Tuesday, April 24, 2018

It's Time To Leave The Christian Welfare Culture Behind And Get To Work



Do not rejoice in this, that the spirits are subject to you… —Luke 10:20

{CHAMBERS} “In Luke 10:20, Jesus told the disciples not to rejoice in successful service, and yet this seems to be the one thing in which most of us do rejoice. We have a commercialized view— we count how many souls have been saved and sanctified, we thank God, and then we think everything is all right. Yet our work only begins where God’s grace has laid the foundation. Our work is not to save souls, but to disciple them. Salvation and sanctification are the work of God’s sovereign grace, and our work as His disciples is to disciple others’ lives until they are totally yielded to God. […] As workers for God, we must reproduce our own kind spiritually, and those lives will be God’s testimony to us as His workers.

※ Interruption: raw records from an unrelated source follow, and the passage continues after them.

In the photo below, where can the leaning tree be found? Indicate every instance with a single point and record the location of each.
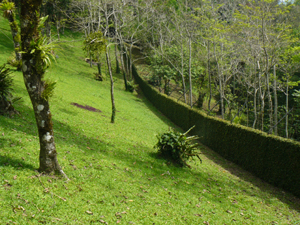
(36, 52)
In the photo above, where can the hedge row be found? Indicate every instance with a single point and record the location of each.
(273, 159)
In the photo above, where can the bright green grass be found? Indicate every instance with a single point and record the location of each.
(115, 176)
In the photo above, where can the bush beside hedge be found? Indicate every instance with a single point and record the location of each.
(273, 159)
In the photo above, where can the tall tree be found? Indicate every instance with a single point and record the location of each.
(8, 9)
(35, 59)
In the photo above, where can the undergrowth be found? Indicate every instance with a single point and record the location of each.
(114, 174)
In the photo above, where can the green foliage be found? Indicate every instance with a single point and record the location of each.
(177, 146)
(131, 86)
(7, 8)
(6, 98)
(14, 62)
(117, 180)
(94, 45)
(5, 81)
(269, 157)
(42, 51)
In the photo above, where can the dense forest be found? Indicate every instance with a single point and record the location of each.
(237, 60)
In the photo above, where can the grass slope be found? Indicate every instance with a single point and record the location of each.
(115, 176)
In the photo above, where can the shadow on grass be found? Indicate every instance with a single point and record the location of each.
(16, 163)
(148, 162)
(244, 175)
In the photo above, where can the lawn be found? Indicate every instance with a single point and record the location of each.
(115, 176)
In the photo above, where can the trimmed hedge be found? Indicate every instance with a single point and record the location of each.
(272, 158)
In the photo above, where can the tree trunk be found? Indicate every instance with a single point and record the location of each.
(287, 109)
(190, 71)
(117, 61)
(33, 71)
(111, 87)
(209, 76)
(15, 34)
(275, 102)
(182, 74)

God brings us up to a standard of life through His grace, and we are responsible for reproducing that same standard in others. […] Whenever our Lord talked about discipleship, He always prefaced His words with an “if,” never with the forceful or dogmatic statement— “You must.” Discipleship carries with it an option.”

{ELGIN}  Do you consider yourself a “Christian worker” or do you think that only people who are ministry in church or on mission are the workers.  I ask because if you read some of Chambers devotions you might think that they don’t apply to you.  We are all Christian workers with a common ministry.  We have all been given the ministry of reconciliation (2 Corinthians 5:17-20) “Therefore, if anyone is in Christ, the new creation has come: The old has gone, the new is here! All this is from God, who reconciled us to himself through Christ and gave us the ministry of reconciliation: that God was reconciling the world to himself in Christ, not counting people’s sins against them. And he has committed to us the message of reconciliation. We are therefore Christ’s ambassadors  That means that we are all workers.  Imagine if you went to a football game to watch and the coach came into the stands and said “Suit up, I am putting you in!” But you just came to watch the game .. to cheer when someone gets slammed to the ground … you had no intention of letting that happen to you!  Being a Christian is not a spectator sport.  It’s messy, demanding, grueling at times even.  But we are not asked to “play the game” on our own.  We have the power of God with us and in us.

I want you to see the bigger picture.  In Purpose Driven Life, Rick Warren wrote “It’s not about me.” And it isn’t.  We are not saved to tell the world about ourselves … just to be blessed and happy .. content with our comfort …. we are Christ’s ambassadors .. we represent Him to the world .. but for some of us, we don’t do that so well.  We refuse to get out of our seat … we try to blend in with the crowd around us … we only want to enjoy the “upside” of being a Christian … the benefits and blessings without any responsibility toward God.  It’s like a Christian welfare culture.  Lord bless me but don’t ask me to do anything that would make me feel uncomfortable or endanger my lifestyle or relationships or require me to do something for You.  Think about it .. pray about it .. and repent if you need to … Then get you game face on (which is to say get right spiritually) .. the Coach is putting you in!